エンジョイクラス

サッカーのことを中心に、基本的になんでもあり。

レンタル移籍

2006-01-20 21:27:44 | Weblog
 日本のプロ野球がレンタル移籍を導入しようとしているみたいだけど、サッカー界におけるレンタル移籍ってどうなってるの?

 Jリーグの場合、正確には「期限付き移籍」と言う。移籍元・移籍先・および選手の3者合意によって期限付き移籍契約を結ぶ。この際“移籍金”は、「移籍元と移籍先の合意による」という規定はあるが、慣例としては発生していない。
 レンタル移籍の先には、「完全移籍」「期限延長」「再移籍」という選択肢がある。再移籍については、クラブに戻ってくることになる。完全移籍と、期限延長には通常より少ない移籍金が生ずる。
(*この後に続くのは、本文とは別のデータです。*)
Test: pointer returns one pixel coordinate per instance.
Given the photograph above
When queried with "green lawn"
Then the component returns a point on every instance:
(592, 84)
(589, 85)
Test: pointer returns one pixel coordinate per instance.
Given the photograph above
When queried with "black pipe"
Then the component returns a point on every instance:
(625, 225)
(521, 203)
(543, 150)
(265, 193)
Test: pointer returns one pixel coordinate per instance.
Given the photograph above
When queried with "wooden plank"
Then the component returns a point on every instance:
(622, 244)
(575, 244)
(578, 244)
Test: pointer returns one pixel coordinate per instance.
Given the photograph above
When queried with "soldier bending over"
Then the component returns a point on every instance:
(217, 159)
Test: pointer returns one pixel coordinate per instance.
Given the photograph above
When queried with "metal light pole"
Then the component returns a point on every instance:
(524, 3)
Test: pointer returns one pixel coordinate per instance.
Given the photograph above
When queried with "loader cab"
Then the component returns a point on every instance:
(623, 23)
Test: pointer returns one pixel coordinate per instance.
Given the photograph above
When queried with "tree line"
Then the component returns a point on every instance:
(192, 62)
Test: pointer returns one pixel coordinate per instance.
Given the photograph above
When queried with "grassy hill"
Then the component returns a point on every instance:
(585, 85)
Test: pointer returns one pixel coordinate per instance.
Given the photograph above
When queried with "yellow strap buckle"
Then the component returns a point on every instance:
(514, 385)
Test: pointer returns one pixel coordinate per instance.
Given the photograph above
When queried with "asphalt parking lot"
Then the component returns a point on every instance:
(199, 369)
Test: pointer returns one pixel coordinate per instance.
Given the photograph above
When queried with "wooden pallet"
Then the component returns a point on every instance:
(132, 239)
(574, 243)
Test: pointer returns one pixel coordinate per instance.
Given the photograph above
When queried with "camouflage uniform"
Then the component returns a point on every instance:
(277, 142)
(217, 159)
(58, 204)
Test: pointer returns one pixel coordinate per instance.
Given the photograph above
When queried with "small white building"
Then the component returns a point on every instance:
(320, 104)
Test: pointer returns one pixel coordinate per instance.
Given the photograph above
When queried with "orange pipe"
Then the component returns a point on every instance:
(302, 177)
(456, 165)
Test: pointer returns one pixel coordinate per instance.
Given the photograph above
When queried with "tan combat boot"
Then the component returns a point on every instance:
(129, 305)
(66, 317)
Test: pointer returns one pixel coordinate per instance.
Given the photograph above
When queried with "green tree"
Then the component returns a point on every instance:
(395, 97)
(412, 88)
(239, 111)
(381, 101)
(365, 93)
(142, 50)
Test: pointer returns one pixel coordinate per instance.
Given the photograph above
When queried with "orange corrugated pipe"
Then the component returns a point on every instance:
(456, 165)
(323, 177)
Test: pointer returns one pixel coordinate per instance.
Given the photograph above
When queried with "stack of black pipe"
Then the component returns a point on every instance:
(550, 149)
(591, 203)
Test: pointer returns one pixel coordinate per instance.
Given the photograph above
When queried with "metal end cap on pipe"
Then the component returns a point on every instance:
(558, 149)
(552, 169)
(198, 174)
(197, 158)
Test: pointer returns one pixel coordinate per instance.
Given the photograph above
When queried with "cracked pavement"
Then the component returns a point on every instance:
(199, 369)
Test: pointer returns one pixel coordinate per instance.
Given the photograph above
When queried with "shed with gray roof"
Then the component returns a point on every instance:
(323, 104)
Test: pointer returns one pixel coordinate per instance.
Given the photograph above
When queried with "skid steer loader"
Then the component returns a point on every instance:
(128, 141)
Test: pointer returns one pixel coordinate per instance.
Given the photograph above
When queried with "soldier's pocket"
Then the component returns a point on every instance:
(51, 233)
 移籍元から考えると、実戦で選手を味見できるとも考えられる。結果によっては、完全移籍を目指すことも可能。一方、「出場機会を与えられない選手を、レンタルに出して、移籍先クラブで出場経験を積ませる」という方法を取るクラブも多い。
 
“移籍させて経験を積ませる”ということに疑問を感じる。

 実戦経験を他クラブで積ませることは、自分のチームの選手の育成を一時的に他クラブに任せてしまうということになる。選手の育成という観点で考えると、非常に中途半端な育成になる。クラブによって育成方法・コーチ・設備はことなる。選手にとって、指導者・環境の変化は大きいこと。“移籍させて経験をつませる”レンタル移籍は、選手の育成に失敗してしまうのではないか?という不安がある。

あっ・・・、思い出した。サテライトがあった。

 Jリーグには「サテライトリーグ」というものがある。サテライトリーグは、J登録選手で出場機会の少ない23歳以下の選手に、実戦の経験を積ませることを目的としている。2005年に参加しているチームはJ1の18チーム+J2の7チーム。A~Dグループに別れ(1グループ7チーム)、H&Aで総当りをする。年間12試合あることになる。
 GK以外は、原則23歳以下の選手で構成しなくてはならないが、数人の24歳以上の選手(オーバーエイジ)を出場させても良いことになっている。実戦経験はここで十分に積ませることができる。
 
 そうかサテライトリーグがあれば、23歳以下の選手は自分のクラブで育成させることができる訳だ。高卒だったら5年間は育成させることができる。5年も育成して、芽が出なかったときはクラブとして契約を考えるのは当然のことだ。プロ契約なのだから。23歳以上の選手に関しても、育成を度外視してレンタルに出しても、「もう大人なんだから」みたいな感じで、許される気がする。もし、24歳で契約更改できなかったとしても、Jリーグには選手用のハローワークがある。インターンも行っているし、寿命の短いプロ選手という職業人に対する、セカンドキャリアのことも考えられている。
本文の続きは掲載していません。